SEOUL - Earlier this week, a U.S. Army Brigadier General Neil Tolley stirred controversy this week with comments about American and South Korean military operations in North Korea. On Wednesday, General Tolley said he had been unclear in his comments about possible U.S. operations, and said that "at no time have we sent special operations forces into North Korea."

There are concerns about the ramifications of what the leader of the U.S. special operations command in South Korea said at a panel discussion in Tampa, Florida, on May 22.

Brigadier General Neil Tolley, to an audience of hundreds of people at the Special Operations Forces Industry conference, discussed the challenges the United States faces determining what is inside North Korea's many secret tunnels.

Freelance combat reporter and technology writer David Axe was among those listening to the general.

"He was describing the utility of human intelligence on the ground in North Korea. He was describing it as though it were actually happening right now," said Axe. "He since has walked that back to say that he was speaking hypothetically, although he didn't say at the time he was speaking hypothetically."

Another person who attended the panel discussion said he heard the same thing and a partial transcript corroborates Axe’s recollection.

“Without going into too much detail on our war plans, we send ROK [South Korean] soldiers, Koreans, to the North and U.S. soldiers, to do the old special reconnaissance mission" Tolley said during the discussion. "We used to do it in the 80's in Europe. It’s roughly the same kind of thing.”

If true, such cross-border operations would be a violation of the 1953 armistice that brought to a halt the three-year Korean War. Still, Axe says he did not realize the apparent significance of the general's remark at the time he wrote his story.

"I thought it was interesting. I hadn't heard that before, but I wasn't shocked by it because I've encountered U.S. special forces all over the world, in some places where their presence is not widely known or known publicly at all. It seemed kind of obvious they would be in North Korea," he stated.

Axe's report was published on Monday by the Japan-based online publication The Diplomat. In it, he also asserted U.S. special forces were “parachuting” into North Korea to spy on extensive underground military facilities. It prompted an unequivocal denial from U.S. Forces Korea, which insisted the quote was “made up."

The Diplomat then pulled Axe's blog post, acknowledging the possibility that the general was speaking about future war plans, not current operations.

Pentagon spokesman George Little reiterated to reporters at Tuesday's regular briefing that General Tolley was misquoted.

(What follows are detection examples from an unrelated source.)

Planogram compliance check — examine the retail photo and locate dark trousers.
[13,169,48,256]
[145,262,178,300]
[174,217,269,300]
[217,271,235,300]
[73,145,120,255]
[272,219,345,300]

"My understanding is that the general's comments were contorted, distorted, misreported and that there is in no way any substance to the assertion," Little stated. "Again, that was misreported that there are U.S. boots on the ground in North Korea. That is simply incorrect."

North Korea has repeatedly violated the terms of the truce, over the years. The North sent commandos into South Korea repeatedly in decades past, with sometimes tragic consequences for both the infiltrators and South Korean civilians.

There are far fewer reports of violations from the South Korean or American side. In February of this year, during a defense committee hearing, a member of South Korea's National Assembly, Lee Jin-sam, made a stunning revelation. Lee claimed that in 1967 he was part of a secret mission that infiltrated the North, killing 33 enemy soldiers and sabotaging dozens of facilities.

The Kookmin Daily newspaper quotes a defense ministry official saying South Korean forces have not been involved in any such operations since 1972.

But a spokesman for the defense ministry in Seoul who handles international media inquiries says he cannot confirm that information.

A U.S. military veteran has written of his participation in five secret Marine Corps missions after the armistice to find and rescue fellow service members still held by the North Koreans. In the book, The Untold Experiences of a Navy Corpsman, C. Gilbert Lowery claims U.S. Marine reconnaissance patrol teams in the North freed 26 prisoners of war.

General Tolley's comment last week raised speculation about whether contemporary U.S. special forces covertly infiltrate the North. Most analysts consider that highly implausible because of the great risks of such missions compared to their scant potential intelligence gains.

Nevertheless some Asia watchers, such as Chris Nelson of Samuels International Associates, are expressing concern. Writing in his influential Nelson Report he accuses Tolley of “proving the adage 'loose lips sink ships...this time with potentially deadly consequences.”

Nelson worries that the comment - even if it was a hypothetical - could be used by North Korea's leadership “grasping at any excuse for some kind of military 'response'” to perceived American and South Korean provocations.

At his home in South Carolina, reporter Axe says this is one story he no longer cares to pursue.

"I'm bewildered and I regret diving into waters that are far deeper than I had ever imagined," he said.

Axe says he has resigned as a contributor to the online publication which carried his controversial blog post.